Four of her costume renderings are part of the permanent collection of the Theatre Wing of the Museum of the City of New York. She has exhibited renderings and watercolors in two gallery shows at Avery Fisher Hall at Lincoln Center for the Performing Arts and has had six of her costumes featured on covers of the 1994-95 New York State Theater Playbills, also at Lincoln Center. Hynes' designs for six miniature ballerina dolls were featured in the 1996 Christmas decorations at the White House and will remain in the permanent collection of the President William Jefferson Clinton Library in Little Rock, Arkansas. In 1997, she was honored with a one-woman show of her costumes, sketches, and photographs at the Marvin Cone Galleries, at Coe College, her alma mater, located in Cedar Rapids, Iowa. From 2008 to 2009, three of her costumes for dance were featured in "CURTAIN CALL: Celebrating a Century of Women Designing for Live Performance," an exhibition shown at the Lincoln Center Library for the Performing Arts, New York, NY.

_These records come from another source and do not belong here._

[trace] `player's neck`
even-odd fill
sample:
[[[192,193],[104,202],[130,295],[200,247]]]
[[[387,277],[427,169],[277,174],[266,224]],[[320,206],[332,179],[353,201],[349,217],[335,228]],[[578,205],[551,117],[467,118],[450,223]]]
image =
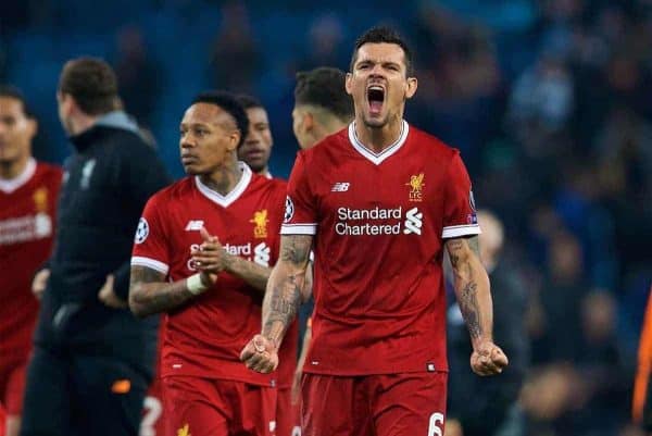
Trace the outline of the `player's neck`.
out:
[[[399,140],[402,125],[402,116],[397,116],[383,127],[371,127],[362,120],[355,120],[355,134],[363,146],[379,153]]]
[[[29,162],[29,155],[25,155],[11,162],[0,161],[0,178],[5,180],[16,178],[25,171],[27,162]]]
[[[238,182],[240,182],[240,177],[242,177],[242,170],[237,163],[222,166],[211,174],[199,176],[204,185],[223,196],[234,190]]]
[[[263,177],[268,177],[269,176],[269,166],[265,165],[261,171],[256,171],[255,174],[263,176]]]

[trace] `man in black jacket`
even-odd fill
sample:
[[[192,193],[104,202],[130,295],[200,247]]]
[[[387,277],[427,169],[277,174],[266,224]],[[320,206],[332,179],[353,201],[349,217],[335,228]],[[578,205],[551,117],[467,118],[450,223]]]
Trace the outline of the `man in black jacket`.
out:
[[[54,251],[34,283],[42,299],[21,435],[136,436],[158,320],[127,309],[130,250],[147,199],[168,178],[121,110],[105,62],[67,62],[57,99],[74,153]]]

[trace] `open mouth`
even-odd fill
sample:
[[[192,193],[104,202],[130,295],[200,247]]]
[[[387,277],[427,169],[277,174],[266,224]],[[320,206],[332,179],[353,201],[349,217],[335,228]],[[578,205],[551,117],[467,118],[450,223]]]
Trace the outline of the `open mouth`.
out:
[[[385,88],[379,85],[372,85],[367,88],[367,101],[369,103],[369,113],[379,115],[385,102]]]

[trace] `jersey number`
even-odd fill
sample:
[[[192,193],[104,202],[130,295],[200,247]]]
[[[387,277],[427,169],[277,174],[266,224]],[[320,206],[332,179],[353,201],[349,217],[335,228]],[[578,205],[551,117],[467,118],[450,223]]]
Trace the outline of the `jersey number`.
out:
[[[432,413],[430,415],[430,423],[428,424],[428,436],[442,436],[443,429],[441,428],[443,424],[443,413]]]
[[[156,436],[156,421],[161,418],[163,407],[156,397],[145,397],[145,416],[140,421],[139,436]]]

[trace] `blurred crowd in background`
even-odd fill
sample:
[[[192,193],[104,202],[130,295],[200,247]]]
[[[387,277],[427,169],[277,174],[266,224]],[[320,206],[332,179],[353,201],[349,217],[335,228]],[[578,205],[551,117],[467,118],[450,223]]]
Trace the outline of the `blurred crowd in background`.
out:
[[[652,1],[2,2],[0,83],[38,116],[35,155],[62,162],[61,66],[106,59],[176,176],[192,96],[250,92],[269,113],[271,170],[287,176],[296,72],[348,71],[353,38],[378,23],[414,49],[408,121],[461,149],[478,205],[504,223],[502,262],[528,298],[528,434],[630,434],[652,277]]]

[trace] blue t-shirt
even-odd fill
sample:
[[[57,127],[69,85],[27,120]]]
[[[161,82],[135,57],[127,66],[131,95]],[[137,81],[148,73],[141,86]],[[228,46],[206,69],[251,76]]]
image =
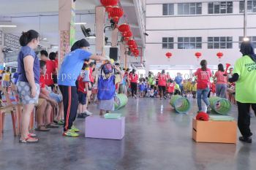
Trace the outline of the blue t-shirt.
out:
[[[58,85],[75,86],[84,60],[91,58],[91,53],[82,49],[77,49],[67,54],[58,74]]]
[[[22,47],[18,55],[18,73],[19,74],[18,81],[28,82],[26,76],[23,61],[23,59],[28,55],[31,55],[34,58],[33,72],[34,76],[34,82],[37,84],[39,84],[40,64],[39,58],[37,56],[36,53],[34,53],[34,50],[29,46]]]
[[[174,81],[178,84],[178,85],[181,85],[182,82],[182,77],[181,76],[177,76],[176,77],[175,77]]]

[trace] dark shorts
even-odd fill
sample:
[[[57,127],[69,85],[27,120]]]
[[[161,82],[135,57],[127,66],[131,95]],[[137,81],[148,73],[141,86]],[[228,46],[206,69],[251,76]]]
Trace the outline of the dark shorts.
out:
[[[86,104],[86,93],[83,93],[83,92],[78,91],[78,102],[81,104]]]

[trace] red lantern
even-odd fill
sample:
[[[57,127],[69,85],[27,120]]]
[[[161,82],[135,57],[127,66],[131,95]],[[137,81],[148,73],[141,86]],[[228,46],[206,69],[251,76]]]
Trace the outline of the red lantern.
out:
[[[129,37],[124,37],[124,41],[128,42],[129,39]]]
[[[219,52],[219,53],[217,53],[217,57],[218,57],[219,59],[222,58],[222,56],[223,56],[223,53],[222,53]]]
[[[131,46],[135,46],[136,45],[136,42],[134,39],[130,39],[127,42],[127,45],[131,47]]]
[[[119,18],[121,18],[124,15],[124,11],[121,8],[116,7],[112,8],[110,12],[110,18],[113,18],[113,20],[116,23],[119,21]]]
[[[173,54],[170,52],[166,53],[165,56],[170,59],[170,58],[173,55]]]
[[[100,3],[106,8],[106,11],[108,12],[108,16],[110,17],[110,13],[112,11],[112,7],[116,6],[119,0],[100,0]]]
[[[118,27],[118,30],[121,33],[127,32],[129,31],[129,26],[127,23],[124,23]]]
[[[132,36],[132,32],[131,31],[128,31],[127,32],[124,32],[122,34],[124,37],[131,37]]]
[[[202,55],[201,53],[195,53],[195,55],[197,57],[197,59],[199,59],[199,58],[200,58],[200,56]]]

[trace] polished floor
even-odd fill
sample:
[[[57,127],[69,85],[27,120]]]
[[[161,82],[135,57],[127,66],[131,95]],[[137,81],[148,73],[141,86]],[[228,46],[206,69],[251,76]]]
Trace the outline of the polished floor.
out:
[[[177,114],[167,100],[129,98],[118,112],[126,117],[122,140],[86,139],[84,120],[77,120],[79,138],[61,136],[61,129],[38,133],[39,143],[18,142],[10,123],[0,142],[0,170],[222,170],[256,169],[256,136],[252,144],[195,143],[192,119],[196,104],[187,114]],[[90,109],[98,112],[95,105]],[[230,115],[237,117],[236,106]],[[10,117],[7,122],[10,122]],[[10,121],[9,121],[10,120]],[[252,118],[252,132],[256,118]],[[238,135],[240,133],[238,132]]]

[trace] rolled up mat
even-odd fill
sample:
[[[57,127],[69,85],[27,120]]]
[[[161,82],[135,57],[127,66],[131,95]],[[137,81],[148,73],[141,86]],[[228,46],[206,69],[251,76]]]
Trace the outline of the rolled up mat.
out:
[[[209,98],[210,106],[216,113],[220,115],[227,115],[231,109],[230,102],[225,99],[219,97],[211,97]]]
[[[191,107],[189,100],[179,95],[174,95],[170,101],[170,104],[178,113],[187,113]]]
[[[117,94],[115,96],[115,110],[125,107],[128,102],[128,98],[125,94]]]

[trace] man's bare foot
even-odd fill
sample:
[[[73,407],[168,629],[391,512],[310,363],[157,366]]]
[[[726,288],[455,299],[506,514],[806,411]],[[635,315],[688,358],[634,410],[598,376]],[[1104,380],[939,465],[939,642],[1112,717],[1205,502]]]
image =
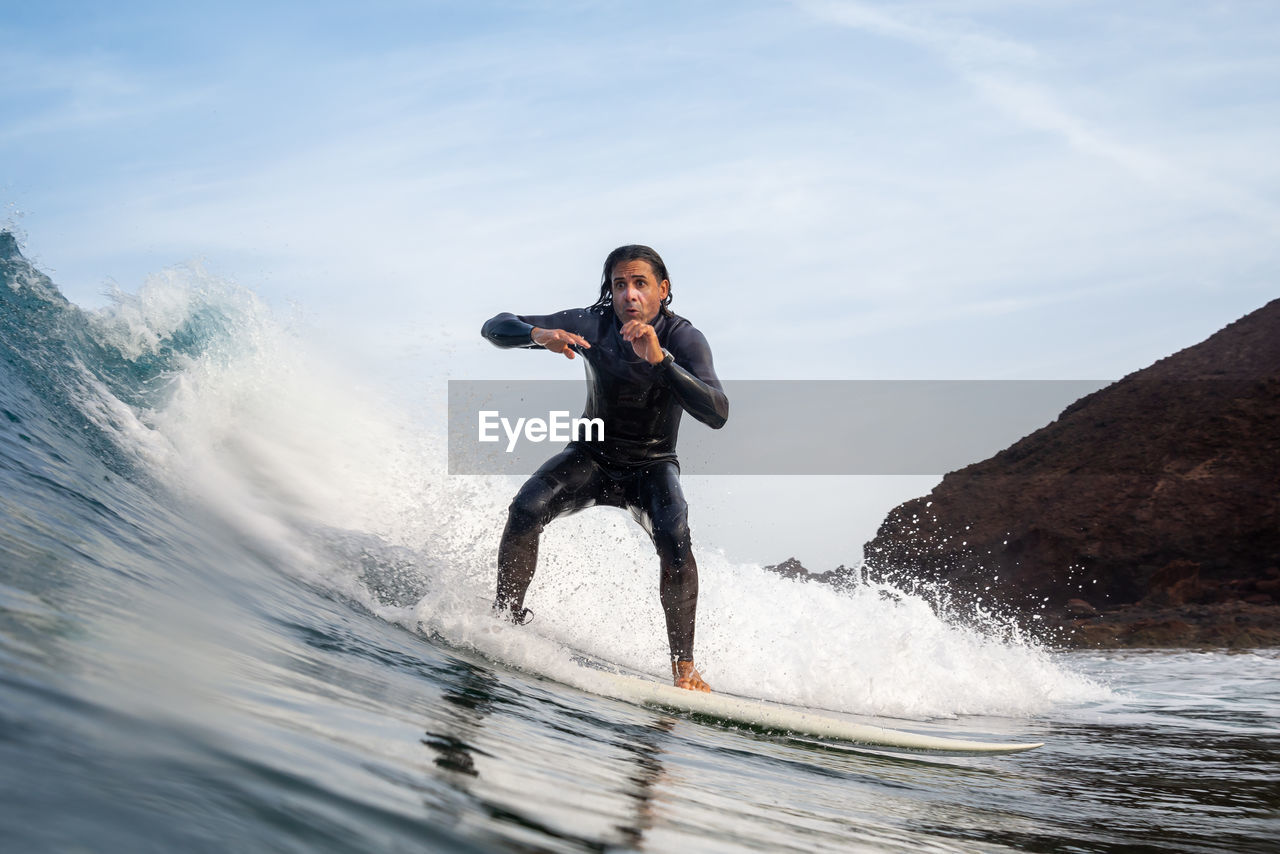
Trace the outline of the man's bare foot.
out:
[[[676,680],[676,688],[684,688],[690,691],[705,691],[712,693],[712,686],[703,681],[703,675],[698,672],[691,661],[673,661],[671,662],[671,675]]]

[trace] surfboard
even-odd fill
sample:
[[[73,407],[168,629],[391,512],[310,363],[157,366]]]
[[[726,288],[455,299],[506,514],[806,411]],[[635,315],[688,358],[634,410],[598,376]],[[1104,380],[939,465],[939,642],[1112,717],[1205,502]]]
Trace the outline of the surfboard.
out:
[[[877,750],[946,754],[1007,754],[1043,746],[1043,741],[1001,743],[952,739],[856,723],[813,709],[769,703],[733,694],[687,691],[650,679],[584,667],[580,688],[593,694],[649,708],[691,713],[753,729],[831,739]],[[577,680],[575,680],[577,681]]]

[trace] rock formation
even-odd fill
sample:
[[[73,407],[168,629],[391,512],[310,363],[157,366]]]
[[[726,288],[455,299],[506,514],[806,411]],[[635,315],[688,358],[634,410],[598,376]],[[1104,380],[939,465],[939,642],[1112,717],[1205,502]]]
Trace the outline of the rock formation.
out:
[[[1066,643],[1280,645],[1280,300],[946,475],[865,560]]]

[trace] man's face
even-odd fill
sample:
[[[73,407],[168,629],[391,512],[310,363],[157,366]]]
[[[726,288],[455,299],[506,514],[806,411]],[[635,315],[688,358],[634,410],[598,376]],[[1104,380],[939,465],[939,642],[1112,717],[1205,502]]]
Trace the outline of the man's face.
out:
[[[622,261],[613,268],[613,312],[622,323],[653,323],[669,291],[671,283],[658,282],[649,261]]]

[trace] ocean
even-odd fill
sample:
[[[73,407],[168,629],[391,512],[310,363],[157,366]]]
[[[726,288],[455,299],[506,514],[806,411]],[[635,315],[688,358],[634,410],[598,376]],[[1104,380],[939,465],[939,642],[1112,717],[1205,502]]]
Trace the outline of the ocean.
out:
[[[444,474],[439,419],[198,266],[93,311],[0,277],[4,851],[1280,851],[1280,650],[1059,652],[708,549],[714,688],[1044,746],[599,697],[584,653],[667,666],[622,512],[550,526],[500,625],[515,481]]]

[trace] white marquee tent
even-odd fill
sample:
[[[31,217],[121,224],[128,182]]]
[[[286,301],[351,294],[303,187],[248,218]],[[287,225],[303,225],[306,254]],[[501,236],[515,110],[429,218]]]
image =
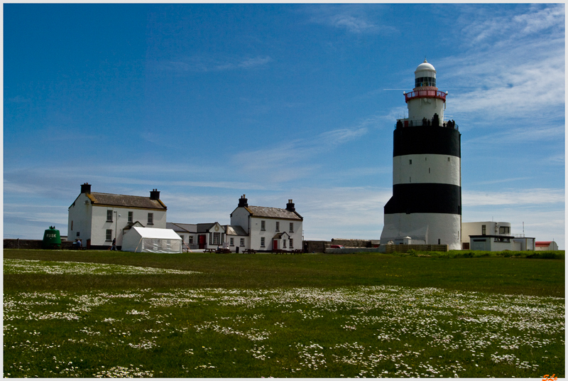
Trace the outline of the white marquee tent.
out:
[[[171,229],[133,226],[122,237],[122,251],[182,252],[182,239]]]

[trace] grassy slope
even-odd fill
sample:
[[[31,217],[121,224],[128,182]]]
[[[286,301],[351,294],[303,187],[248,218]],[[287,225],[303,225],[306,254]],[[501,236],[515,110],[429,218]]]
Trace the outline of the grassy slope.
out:
[[[337,287],[395,285],[564,296],[564,261],[444,259],[381,254],[211,254],[5,249],[5,258],[88,262],[202,272],[180,275],[4,275],[4,291],[153,287]],[[56,281],[54,281],[57,279]]]

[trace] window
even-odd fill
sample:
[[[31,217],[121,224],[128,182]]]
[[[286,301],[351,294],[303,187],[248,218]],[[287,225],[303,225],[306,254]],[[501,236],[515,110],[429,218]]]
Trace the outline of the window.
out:
[[[213,243],[211,245],[221,245],[221,233],[213,233]]]

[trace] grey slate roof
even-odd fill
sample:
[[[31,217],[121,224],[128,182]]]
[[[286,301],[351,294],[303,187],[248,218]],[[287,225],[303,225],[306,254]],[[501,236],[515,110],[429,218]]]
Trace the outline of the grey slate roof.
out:
[[[267,208],[266,206],[246,206],[244,208],[254,217],[298,220],[302,220],[304,219],[296,212],[290,212],[290,210],[280,209],[280,208]]]
[[[223,227],[225,228],[225,233],[227,235],[248,235],[245,230],[238,225],[226,225]]]
[[[149,197],[141,195],[114,195],[91,192],[85,193],[93,205],[105,205],[143,209],[168,209],[159,200],[151,200]]]
[[[172,229],[174,232],[185,232],[187,233],[197,233],[197,224],[180,224],[174,222],[165,222],[166,229]]]

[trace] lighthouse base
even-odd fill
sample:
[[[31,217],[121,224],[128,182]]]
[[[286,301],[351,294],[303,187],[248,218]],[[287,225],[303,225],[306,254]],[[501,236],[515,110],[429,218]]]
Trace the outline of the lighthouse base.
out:
[[[461,217],[446,213],[386,214],[380,247],[385,249],[391,241],[394,245],[447,245],[449,249],[458,250],[462,248]]]

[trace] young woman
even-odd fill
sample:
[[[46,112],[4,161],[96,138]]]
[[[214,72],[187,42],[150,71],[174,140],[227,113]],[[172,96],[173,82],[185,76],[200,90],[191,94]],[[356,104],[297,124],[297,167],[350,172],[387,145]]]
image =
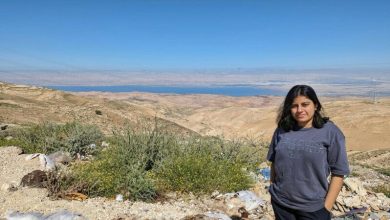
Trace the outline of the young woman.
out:
[[[315,91],[307,85],[291,88],[279,110],[267,155],[277,220],[331,219],[349,166],[344,135],[321,110]]]

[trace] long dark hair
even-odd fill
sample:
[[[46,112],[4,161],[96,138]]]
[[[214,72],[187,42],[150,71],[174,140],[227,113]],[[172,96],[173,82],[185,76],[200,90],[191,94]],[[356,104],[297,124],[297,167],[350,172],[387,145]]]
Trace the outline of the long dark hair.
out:
[[[279,108],[278,117],[276,119],[278,128],[282,128],[284,131],[290,131],[298,127],[297,122],[291,115],[292,103],[298,96],[305,96],[313,101],[314,105],[316,106],[316,110],[313,116],[313,127],[322,128],[324,124],[329,121],[329,118],[323,116],[322,105],[320,100],[318,100],[316,92],[313,88],[307,85],[296,85],[292,87],[287,93],[283,104]]]

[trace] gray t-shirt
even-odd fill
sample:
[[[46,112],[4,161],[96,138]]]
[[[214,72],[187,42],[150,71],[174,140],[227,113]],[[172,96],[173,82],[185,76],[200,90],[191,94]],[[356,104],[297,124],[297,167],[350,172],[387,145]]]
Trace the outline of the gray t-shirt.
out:
[[[272,199],[305,212],[324,207],[330,173],[349,174],[344,135],[330,121],[322,128],[276,129],[267,159],[276,173]]]

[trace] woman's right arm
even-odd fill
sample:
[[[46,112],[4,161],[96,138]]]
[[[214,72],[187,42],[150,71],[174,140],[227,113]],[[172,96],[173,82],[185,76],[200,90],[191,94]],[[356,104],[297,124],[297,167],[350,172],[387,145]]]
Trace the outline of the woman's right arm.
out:
[[[275,168],[274,168],[274,163],[271,163],[271,178],[270,178],[270,183],[272,184],[275,180]]]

Hynes was one of four behind-the-scenes ballet artists selected to be featured in "Beyond the Stage Door" an interactive exhibition presented by the Philadelphia Ballet in 2022. In May 2007, her thoughts on designing for the ballet were archived in a video titled, "Speaking of Dancing" for the Jerome Robbins dance division of the New York Public Library for the Performing Arts in New York City. In 2017, Hynes was featured in the podcast presented by former 1010 WINS anchor and personality.

== Awards ==
Hynes received the 2018 Theater Development Fund/Irene Sharaff Lifetime Achievement Award at the Edison Ballroom in New York City, on April 20, 2018. Prima Ballerina Wendy Whelan presented Hynes with the honor.

== Personal life ==
Hynes is originally from Des Moines, Iowa and attended Coe College. She lives in New Jersey with her husband, Jim Zulakis. They have two children.